So many highways and overpasses in Seattle, middle of the city

 They tore up the Alaskan expressway, a major highway that cut through the heart of the city and right by the neighborhood I'm at right now in my friend's place, but Seattle is still disappointingly pocked by large, loud, dangerous highways crisscrossing the city.

Particularly towards the Southern part of the City, there's an absurd number of highways and interchanges and overheads and underpasses. Overhead bridges that'll go on for miles. Giant wastelands that have nothing but concrete and highways. And no people living there because who wants to live in that hot loud dangerous boring hole. Highways inside cities kill civic life, they're like surgical life across the heart of communities.

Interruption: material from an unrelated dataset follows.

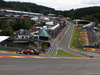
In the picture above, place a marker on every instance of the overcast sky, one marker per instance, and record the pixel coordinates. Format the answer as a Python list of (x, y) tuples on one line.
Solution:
[(63, 4)]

It feels as if at some point in the perhaps now distant past, some government agency had too much money to throw around and didn't know what to do, and somebody said, heyy why don't we build more roads, expensive roads, everywhere because that looks advanced and futuristic and that's the sort of place we want to be, and everybody agreed, and so unused or uncared, they went into a crazy frenzy of nonstop road construction.

Those neighborhoods are apparently also the most crime-ridden and the least valuable.

They're disgusting. I hope much like the destruction of the previously-mentioned highway, the folks in power come to their senses, and decide to prioritize people instead of chunks of concrete and steel, and tear those structures down and create livable, breathable, family-friendly neighborhoods out of those places.

Or if not, at least overhead parks. That'd be quite sick as well truth be told.